Given a dataset with information about stores, build a Machine Learning Model to predict the revenue of other shops of the same brand.
- ⏱️ 6 hours since the dataset release to complete the full process (EDA, Modeling, Evaluation).
- 📈 After the 6h, a new dataset for validation with no labels (sales data) was released. We had 30 min to apply our models to predict the revenues of the stores in the new dataset and submit our work.
- 📤 Submissions were individual, and included:
- Output file with the index of the stores in the validation dataset and our sales prediction for each store.
- Pickled version of the model built and any feature engineering steps used.
- ✅ The teaching staff compared the predictions with the real data and communicated the final scores.
Achieved a score of 0.9839 (98.4%).
Used Decision Tree Regression model with Gradient Boosting (highest scores after evaluating multiple models).
(See details in the .ipynb files)
- Understood the business problem and data provided. Identified it as a regression problem (labels are sales, and all other attributes are features).
- Performed EDA:
- Exloration (shape, data types, nulls, etc.)
- Data cleaning. The dataset quality was good, so this step went smoothly. Changes included dropping unnecessary columns.
- Feature engineering. Converted DateTime into ordinal values, and used one-hot-encoding (created dummies) to convert all categorical into numerical values.
- Analysis. Used visualization (matplotlib, seaborn) to analyze correlations, find outliers, etc.
- Prepared data (feature selection, train/test splitting).
- Trained and evaluated models. Being this a regression problem, the following models were tested: Linear Regression, Decission Tree Regressor, K-Neighbors Regressor, Ridge, Lasso. The best results were obtained using Decission Trees (score 0.88, no overfitting).
- Applied ensemble methods to optimize the Decission Tree model (Random Forest, XGBoost, Gradient Boosting). Best results achieved with Gradient Boosting (score 0.95, no overfitting).
- Tuned hyperparameters. After analyzing and plotting the optimal max_depth hyperparameter to avoid overfitting, tested results tuning other hyperparameters (e.g. n_estimators, random_state). Achieved final score of 0.9839 (98.4%) with the validation dataset.
- Hyperparameter Optimization. As a next step, I would've continued tuning hyperparameters (see constraints below).
Faced constraints due to the performance of the computer used (MackBook Pro early 2015) and limited time to train the models.

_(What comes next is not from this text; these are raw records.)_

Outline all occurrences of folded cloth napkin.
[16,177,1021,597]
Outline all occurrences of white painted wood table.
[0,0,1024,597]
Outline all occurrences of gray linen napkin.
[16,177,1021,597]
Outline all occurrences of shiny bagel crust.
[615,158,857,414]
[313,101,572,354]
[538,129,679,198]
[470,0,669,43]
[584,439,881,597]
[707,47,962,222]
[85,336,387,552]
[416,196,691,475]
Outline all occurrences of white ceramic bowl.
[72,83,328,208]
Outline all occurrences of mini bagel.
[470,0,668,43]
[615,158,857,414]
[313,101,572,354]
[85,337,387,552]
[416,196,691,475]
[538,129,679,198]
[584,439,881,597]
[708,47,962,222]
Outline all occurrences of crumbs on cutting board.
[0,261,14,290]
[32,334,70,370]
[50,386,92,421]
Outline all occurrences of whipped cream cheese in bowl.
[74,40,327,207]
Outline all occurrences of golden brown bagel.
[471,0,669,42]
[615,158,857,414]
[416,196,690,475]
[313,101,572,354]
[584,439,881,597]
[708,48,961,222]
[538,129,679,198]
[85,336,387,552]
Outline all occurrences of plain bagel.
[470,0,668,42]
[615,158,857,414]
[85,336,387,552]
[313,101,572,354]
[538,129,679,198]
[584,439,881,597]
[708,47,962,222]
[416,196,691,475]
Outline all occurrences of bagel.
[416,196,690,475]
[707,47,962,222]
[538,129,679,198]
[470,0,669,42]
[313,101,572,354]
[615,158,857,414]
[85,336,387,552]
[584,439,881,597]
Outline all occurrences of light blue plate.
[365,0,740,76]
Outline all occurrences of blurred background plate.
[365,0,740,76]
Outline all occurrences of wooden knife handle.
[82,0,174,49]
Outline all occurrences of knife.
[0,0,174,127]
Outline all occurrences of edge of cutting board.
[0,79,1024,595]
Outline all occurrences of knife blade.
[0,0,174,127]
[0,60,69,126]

Having more time and/or a faster machine, I would've used Hyperparameter Optimization (Random Search / Grid Search) to better customize the hyperparameters to the given challenge and improve the results.
Feature | Description |
---|---|
Store_ID | Shop's unique identifier |
Day_of_week | Encoded from 0 to 6 |
Date | day, month and year of the data point |
Nb_customers_on_day | customers that showed up that day |
Open | binary variable (0 if closed, 1 if open) |
Promotion | binary variable (0 if no promos that day, 1 if yes) |
State_holiday | encoded 0, a, b, c (0 if no holidays, and otherwise, the letter indicates which state holiday it was) |
School_holiday | binary variable (0 if holiday, 1 if not) |
The first dataset to build the model included also the labels (Sales of each store).
Thanks to all my bright and supportive bootcamp classmates! 🧑💻 👩💻
Even though this was an indvidual competition, we worked collaboratively and exchanged ideas. This allowed us to complete the challenge ahead of time and obtain higher scores than previous cohorts.